DePalma’s views are optimistic, even idealistic. He approvingly refers to Vclev Havel’s speech to the Canadian parliament in 1999. The poet-president of the Czech Republic claimed that the nation state was passing away and that he foresaw a world in which traditional states would cede power to international agencies. To Anthony DePalma the new America is a part of that future. Blurring national differences will usher in a new and better world.
Possibly this is a prophetic book, but surely it is too soon to tell. In fact, the events of the past three years lead one to question its conclusions more than support them. Large numbers of Mexicans continue to live in desperate poverty. Opposition to globalization is growing. The Balkans and Middle East appear to disprove Vclav Havel’s vision of declining nationalism. The Iraq War was a disastrous setback to international cooperation. And certainly the United States, Mexico and Canada were not a triumvirate against Saddam Hussein!

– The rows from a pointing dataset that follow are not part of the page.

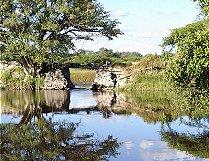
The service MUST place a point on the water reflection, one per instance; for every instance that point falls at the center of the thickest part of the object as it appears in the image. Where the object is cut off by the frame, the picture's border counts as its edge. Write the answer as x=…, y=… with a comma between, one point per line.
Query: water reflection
x=195, y=143
x=47, y=140
x=146, y=133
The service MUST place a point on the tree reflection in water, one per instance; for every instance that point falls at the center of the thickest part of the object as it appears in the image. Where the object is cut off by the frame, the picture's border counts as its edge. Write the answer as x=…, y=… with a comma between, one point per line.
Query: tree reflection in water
x=47, y=140
x=194, y=144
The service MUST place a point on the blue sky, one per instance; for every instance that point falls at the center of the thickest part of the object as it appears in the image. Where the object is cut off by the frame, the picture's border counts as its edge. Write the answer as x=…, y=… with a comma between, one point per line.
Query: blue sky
x=144, y=23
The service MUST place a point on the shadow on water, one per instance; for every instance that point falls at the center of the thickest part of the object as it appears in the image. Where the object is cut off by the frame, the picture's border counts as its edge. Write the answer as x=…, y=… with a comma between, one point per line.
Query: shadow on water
x=30, y=139
x=44, y=139
x=195, y=144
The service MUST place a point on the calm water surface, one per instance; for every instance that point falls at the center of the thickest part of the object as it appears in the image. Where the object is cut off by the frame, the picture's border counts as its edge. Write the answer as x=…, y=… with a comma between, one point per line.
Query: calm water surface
x=100, y=115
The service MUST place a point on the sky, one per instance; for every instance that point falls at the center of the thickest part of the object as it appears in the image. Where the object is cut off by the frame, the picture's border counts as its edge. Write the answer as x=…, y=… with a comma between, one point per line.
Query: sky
x=144, y=23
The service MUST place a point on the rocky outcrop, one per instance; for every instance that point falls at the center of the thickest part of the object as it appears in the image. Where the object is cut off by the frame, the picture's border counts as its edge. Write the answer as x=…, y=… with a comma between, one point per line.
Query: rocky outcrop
x=12, y=76
x=109, y=78
x=58, y=80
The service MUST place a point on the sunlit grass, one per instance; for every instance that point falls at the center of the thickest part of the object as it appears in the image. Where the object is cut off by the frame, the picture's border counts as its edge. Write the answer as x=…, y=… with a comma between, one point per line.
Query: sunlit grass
x=82, y=76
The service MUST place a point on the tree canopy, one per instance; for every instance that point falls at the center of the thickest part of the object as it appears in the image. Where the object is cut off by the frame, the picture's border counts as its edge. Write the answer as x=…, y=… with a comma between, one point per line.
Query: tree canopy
x=190, y=66
x=37, y=31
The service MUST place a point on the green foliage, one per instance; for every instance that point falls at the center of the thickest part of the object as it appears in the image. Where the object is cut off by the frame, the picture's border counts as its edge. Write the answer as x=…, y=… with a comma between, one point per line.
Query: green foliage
x=151, y=61
x=38, y=31
x=15, y=78
x=103, y=56
x=82, y=76
x=189, y=68
x=204, y=6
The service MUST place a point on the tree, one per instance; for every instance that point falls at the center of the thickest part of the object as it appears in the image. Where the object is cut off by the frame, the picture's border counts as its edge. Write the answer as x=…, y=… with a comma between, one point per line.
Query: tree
x=190, y=66
x=37, y=32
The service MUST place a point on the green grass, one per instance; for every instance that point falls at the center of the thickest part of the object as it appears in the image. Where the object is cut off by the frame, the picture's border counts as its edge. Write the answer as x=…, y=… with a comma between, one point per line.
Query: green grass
x=82, y=76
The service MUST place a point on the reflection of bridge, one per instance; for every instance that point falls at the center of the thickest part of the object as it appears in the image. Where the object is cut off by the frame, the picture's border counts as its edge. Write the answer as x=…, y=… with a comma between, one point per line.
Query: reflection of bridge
x=31, y=104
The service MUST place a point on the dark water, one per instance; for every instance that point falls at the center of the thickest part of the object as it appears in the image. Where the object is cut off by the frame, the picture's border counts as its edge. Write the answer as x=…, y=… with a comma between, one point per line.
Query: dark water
x=106, y=125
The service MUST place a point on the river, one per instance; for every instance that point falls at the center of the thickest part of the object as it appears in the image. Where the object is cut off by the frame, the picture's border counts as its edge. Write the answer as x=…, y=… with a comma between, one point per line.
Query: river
x=106, y=126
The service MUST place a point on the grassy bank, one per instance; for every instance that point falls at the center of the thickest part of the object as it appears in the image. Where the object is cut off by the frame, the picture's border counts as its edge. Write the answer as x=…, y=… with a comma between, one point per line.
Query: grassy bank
x=82, y=76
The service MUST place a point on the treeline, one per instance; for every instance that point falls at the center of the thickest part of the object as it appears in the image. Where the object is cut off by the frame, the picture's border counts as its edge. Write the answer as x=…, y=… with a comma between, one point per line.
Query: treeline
x=103, y=56
x=123, y=59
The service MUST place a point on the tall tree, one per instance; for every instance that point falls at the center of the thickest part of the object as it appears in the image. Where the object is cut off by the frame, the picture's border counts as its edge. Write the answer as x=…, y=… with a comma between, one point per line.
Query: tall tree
x=190, y=66
x=38, y=31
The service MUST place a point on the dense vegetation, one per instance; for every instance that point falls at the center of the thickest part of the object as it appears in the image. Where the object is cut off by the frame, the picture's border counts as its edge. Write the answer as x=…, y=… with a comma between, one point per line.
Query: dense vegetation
x=37, y=33
x=103, y=56
x=189, y=70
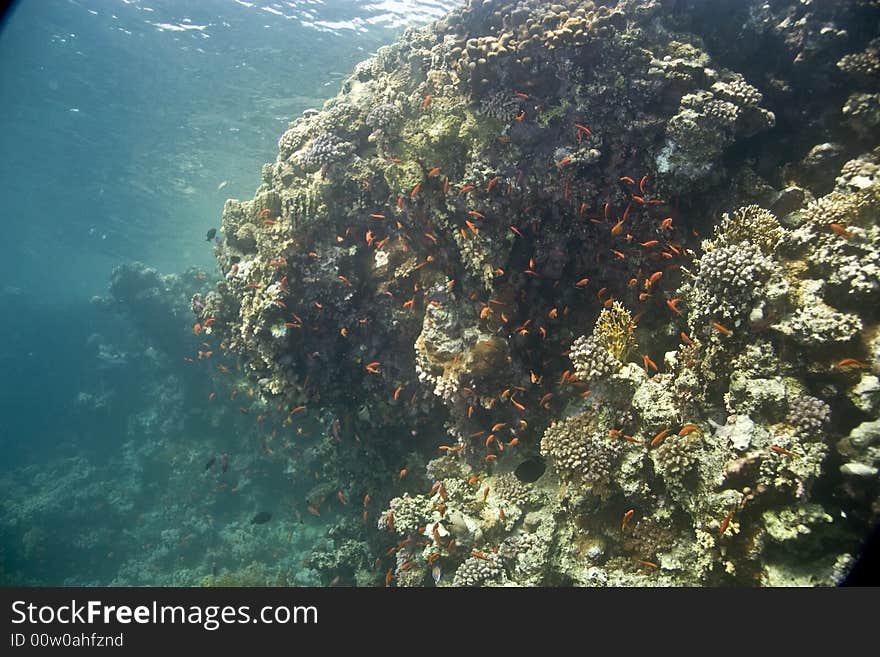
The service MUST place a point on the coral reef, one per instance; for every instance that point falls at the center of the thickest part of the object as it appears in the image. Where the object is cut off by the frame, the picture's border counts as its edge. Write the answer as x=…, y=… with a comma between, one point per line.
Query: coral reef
x=422, y=263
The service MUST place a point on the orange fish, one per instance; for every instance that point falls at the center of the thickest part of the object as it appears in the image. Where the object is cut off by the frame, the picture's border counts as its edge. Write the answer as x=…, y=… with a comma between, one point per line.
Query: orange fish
x=659, y=437
x=673, y=305
x=840, y=230
x=726, y=522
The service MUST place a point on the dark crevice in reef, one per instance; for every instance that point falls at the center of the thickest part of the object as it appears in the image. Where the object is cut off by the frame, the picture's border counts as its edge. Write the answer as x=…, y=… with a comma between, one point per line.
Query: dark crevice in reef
x=636, y=238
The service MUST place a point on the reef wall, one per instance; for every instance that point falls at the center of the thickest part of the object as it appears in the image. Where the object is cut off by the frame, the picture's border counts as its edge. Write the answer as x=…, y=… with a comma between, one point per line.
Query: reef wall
x=634, y=240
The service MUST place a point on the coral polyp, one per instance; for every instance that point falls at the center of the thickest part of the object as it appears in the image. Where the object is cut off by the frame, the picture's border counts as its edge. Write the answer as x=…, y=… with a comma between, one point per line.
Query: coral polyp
x=575, y=231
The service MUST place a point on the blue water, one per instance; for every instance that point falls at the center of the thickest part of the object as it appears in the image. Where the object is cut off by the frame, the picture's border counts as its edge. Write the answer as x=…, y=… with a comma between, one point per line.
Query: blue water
x=125, y=126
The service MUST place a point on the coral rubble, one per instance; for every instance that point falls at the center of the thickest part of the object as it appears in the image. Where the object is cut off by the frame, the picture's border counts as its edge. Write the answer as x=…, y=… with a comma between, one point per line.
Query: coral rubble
x=426, y=256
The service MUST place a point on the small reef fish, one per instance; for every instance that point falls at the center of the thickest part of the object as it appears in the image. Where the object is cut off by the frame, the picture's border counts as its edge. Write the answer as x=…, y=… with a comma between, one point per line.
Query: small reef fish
x=261, y=518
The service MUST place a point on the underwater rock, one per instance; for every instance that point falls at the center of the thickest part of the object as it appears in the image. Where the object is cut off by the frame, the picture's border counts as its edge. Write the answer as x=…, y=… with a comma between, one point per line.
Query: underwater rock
x=426, y=257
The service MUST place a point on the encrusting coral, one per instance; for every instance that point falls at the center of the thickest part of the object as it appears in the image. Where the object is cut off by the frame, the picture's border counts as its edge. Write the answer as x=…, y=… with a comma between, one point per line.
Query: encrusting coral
x=421, y=265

George W. Bush, the first president during the new North American age, is far less popular among Canadians than Franklin Roosevelt and John Kennedy who were in office when Canada, according to DePalma, spent much of its energy opposing continental integration and distinguishing itself from the United States.
Obviously this book is thought provoking and controversial. The issues it raises should be discussed in all Canadian classrooms.
George Hoffman – History Department. University of Regina. Regina, Saskatchewan.